Scientists Praise U.K. AIDS Efforts

LONDON—A new, open-ended program to fund AIDS research has drawn praise from British scientists who see the directed initiative as a refreshing change from the parsimonious attitude taken by the government toward most basic research efforts. Six months ago the government announced a special allocation of $23 million over three years for AIDS research. The program, overseen by the Medical Research Council, has already involved 24 laboratories at universities, hospitals and biotechnology

Jon Turney
Oct 4, 1987

LONDON—A new, open-ended program to fund AIDS research has drawn praise from British scientists who see the directed initiative as a refreshing change from the parsimonious attitude taken by the government toward most basic research efforts.

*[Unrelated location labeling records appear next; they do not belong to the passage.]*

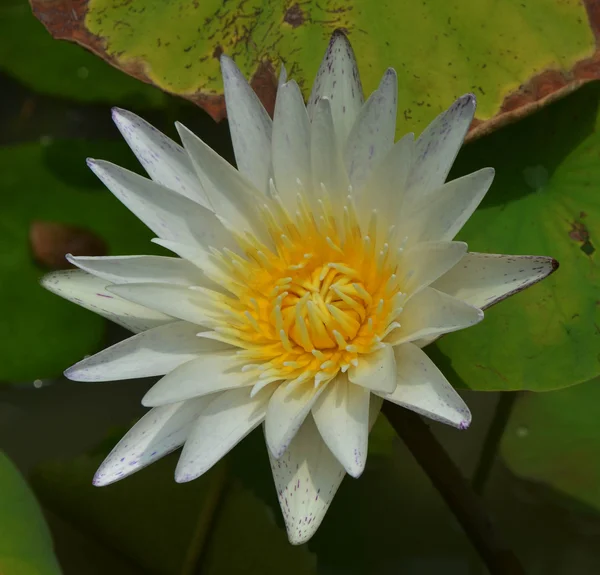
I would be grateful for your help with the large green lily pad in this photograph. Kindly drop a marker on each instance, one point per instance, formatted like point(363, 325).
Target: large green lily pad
point(167, 528)
point(25, 543)
point(41, 333)
point(29, 53)
point(545, 201)
point(513, 55)
point(554, 439)
point(229, 521)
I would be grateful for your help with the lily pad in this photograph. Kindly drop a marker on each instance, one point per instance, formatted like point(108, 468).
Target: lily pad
point(43, 334)
point(516, 56)
point(545, 201)
point(554, 439)
point(25, 544)
point(28, 53)
point(168, 528)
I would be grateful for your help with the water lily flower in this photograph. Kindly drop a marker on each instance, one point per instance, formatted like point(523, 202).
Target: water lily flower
point(305, 285)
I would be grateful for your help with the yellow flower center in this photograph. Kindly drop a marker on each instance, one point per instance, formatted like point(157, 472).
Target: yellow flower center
point(323, 294)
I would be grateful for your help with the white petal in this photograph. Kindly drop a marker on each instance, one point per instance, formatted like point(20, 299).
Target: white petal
point(441, 216)
point(287, 410)
point(249, 124)
point(160, 431)
point(291, 143)
point(338, 80)
point(342, 417)
point(137, 269)
point(376, 371)
point(424, 263)
point(232, 196)
point(90, 292)
point(209, 373)
point(282, 76)
point(168, 214)
point(485, 279)
point(438, 145)
point(166, 162)
point(220, 427)
point(178, 301)
point(153, 352)
point(430, 313)
point(372, 135)
point(385, 188)
point(325, 153)
point(375, 404)
point(201, 259)
point(423, 388)
point(306, 477)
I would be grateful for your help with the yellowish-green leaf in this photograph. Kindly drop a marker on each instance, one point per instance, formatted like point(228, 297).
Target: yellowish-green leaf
point(513, 54)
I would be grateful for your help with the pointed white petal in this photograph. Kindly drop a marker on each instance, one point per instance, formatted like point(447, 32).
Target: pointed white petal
point(375, 403)
point(424, 263)
point(168, 214)
point(445, 211)
point(342, 417)
point(220, 427)
point(282, 76)
point(338, 80)
point(291, 142)
point(90, 292)
point(372, 135)
point(153, 352)
point(385, 189)
point(485, 279)
point(232, 196)
point(200, 258)
point(249, 124)
point(306, 477)
point(177, 301)
point(433, 313)
point(325, 153)
point(166, 162)
point(423, 388)
point(137, 269)
point(438, 145)
point(160, 431)
point(208, 374)
point(287, 410)
point(376, 371)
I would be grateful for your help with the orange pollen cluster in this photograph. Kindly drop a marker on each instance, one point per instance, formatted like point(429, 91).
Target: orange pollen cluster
point(310, 305)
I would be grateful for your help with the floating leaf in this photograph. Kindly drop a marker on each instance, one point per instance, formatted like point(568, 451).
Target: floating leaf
point(42, 333)
point(545, 201)
point(514, 56)
point(29, 53)
point(554, 439)
point(25, 543)
point(169, 528)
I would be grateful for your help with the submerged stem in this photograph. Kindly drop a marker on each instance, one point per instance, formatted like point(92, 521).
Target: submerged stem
point(455, 490)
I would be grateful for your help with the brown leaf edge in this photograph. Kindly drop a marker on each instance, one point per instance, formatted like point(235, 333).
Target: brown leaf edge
point(65, 19)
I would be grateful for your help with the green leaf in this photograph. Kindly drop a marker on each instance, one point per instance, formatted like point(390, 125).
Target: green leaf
point(42, 334)
point(25, 543)
point(554, 439)
point(169, 528)
point(30, 54)
point(544, 201)
point(512, 55)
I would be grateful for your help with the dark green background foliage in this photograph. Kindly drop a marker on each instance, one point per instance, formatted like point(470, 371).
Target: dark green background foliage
point(543, 492)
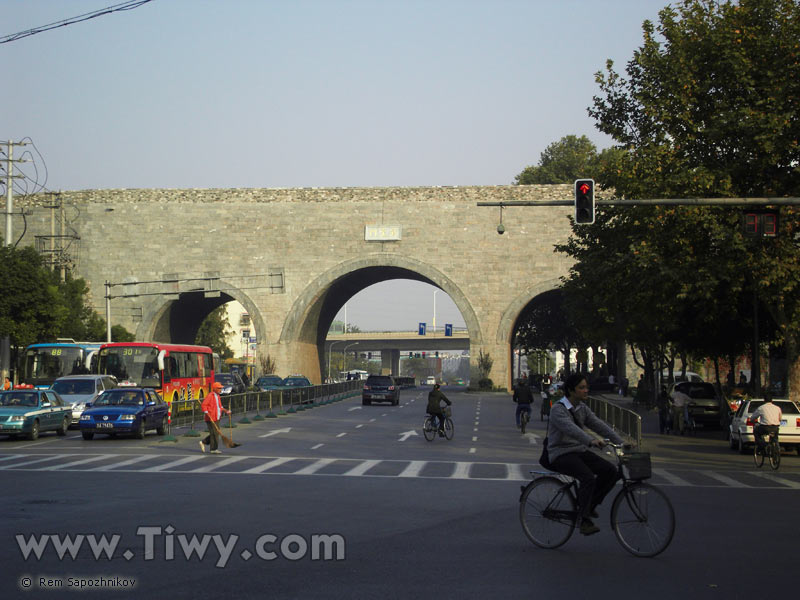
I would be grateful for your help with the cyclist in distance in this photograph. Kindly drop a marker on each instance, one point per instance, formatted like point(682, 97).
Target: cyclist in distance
point(767, 418)
point(569, 448)
point(435, 398)
point(523, 396)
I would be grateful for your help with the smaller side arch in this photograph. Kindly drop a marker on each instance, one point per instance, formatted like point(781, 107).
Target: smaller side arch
point(509, 318)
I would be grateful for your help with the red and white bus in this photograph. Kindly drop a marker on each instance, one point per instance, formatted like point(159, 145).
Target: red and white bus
point(176, 371)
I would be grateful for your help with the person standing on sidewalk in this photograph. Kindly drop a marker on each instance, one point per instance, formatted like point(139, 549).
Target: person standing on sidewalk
point(523, 396)
point(212, 412)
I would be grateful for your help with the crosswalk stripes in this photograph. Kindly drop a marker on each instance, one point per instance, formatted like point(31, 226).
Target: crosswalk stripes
point(746, 479)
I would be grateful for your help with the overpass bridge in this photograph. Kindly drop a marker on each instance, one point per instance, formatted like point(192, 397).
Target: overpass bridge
point(392, 343)
point(165, 258)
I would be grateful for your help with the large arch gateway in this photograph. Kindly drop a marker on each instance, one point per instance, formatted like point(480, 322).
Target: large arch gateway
point(293, 257)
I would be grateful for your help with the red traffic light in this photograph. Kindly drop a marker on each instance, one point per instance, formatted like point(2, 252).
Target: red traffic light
point(584, 201)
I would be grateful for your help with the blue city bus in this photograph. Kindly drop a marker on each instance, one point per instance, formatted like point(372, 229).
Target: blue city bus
point(43, 363)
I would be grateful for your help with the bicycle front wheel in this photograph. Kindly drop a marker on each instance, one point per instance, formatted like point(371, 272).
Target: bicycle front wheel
point(758, 456)
point(547, 511)
point(775, 456)
point(643, 519)
point(428, 429)
point(449, 429)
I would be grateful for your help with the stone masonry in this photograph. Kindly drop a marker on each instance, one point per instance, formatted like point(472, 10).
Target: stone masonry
point(293, 257)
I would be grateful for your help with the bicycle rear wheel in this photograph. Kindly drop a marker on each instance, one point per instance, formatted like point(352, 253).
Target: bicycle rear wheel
point(775, 456)
point(643, 519)
point(428, 429)
point(758, 456)
point(547, 511)
point(449, 429)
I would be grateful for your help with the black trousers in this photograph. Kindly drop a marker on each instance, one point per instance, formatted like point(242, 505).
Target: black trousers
point(211, 438)
point(596, 477)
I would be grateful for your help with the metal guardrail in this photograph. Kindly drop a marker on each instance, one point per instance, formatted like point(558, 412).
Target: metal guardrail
point(271, 403)
point(621, 419)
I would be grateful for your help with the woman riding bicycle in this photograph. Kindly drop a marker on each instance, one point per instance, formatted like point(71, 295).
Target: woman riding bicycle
point(435, 397)
point(768, 420)
point(568, 446)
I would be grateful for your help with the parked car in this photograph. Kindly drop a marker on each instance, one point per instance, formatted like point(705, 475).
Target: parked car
point(77, 390)
point(269, 382)
point(294, 381)
point(132, 410)
point(29, 412)
point(601, 385)
point(741, 435)
point(707, 406)
point(380, 388)
point(231, 383)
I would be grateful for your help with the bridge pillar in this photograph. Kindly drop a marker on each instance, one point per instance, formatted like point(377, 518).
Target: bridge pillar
point(390, 362)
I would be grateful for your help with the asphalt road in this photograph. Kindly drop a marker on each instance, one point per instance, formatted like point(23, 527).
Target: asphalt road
point(388, 514)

Six months ago the government announced a special allocation of $23 million over three years for AIDS research. The program, overseen by the Medical Research Council, has already involved 24 laboratories at universities, hospitals and biotechnology and drug companies throughout the United Kingdom. It departed from the customary MRC approach of responding to grant applications by inviting teams of researchers to take on particular projects.

Sir James Gowans, who retired last month as head of the MRC and who personally directed the AIDS initiative, has stressed that knowledge of the AIDS virus is due to 40 years of fundamental work in the field to which Britain has contributed greatly. That fact, he said, answers...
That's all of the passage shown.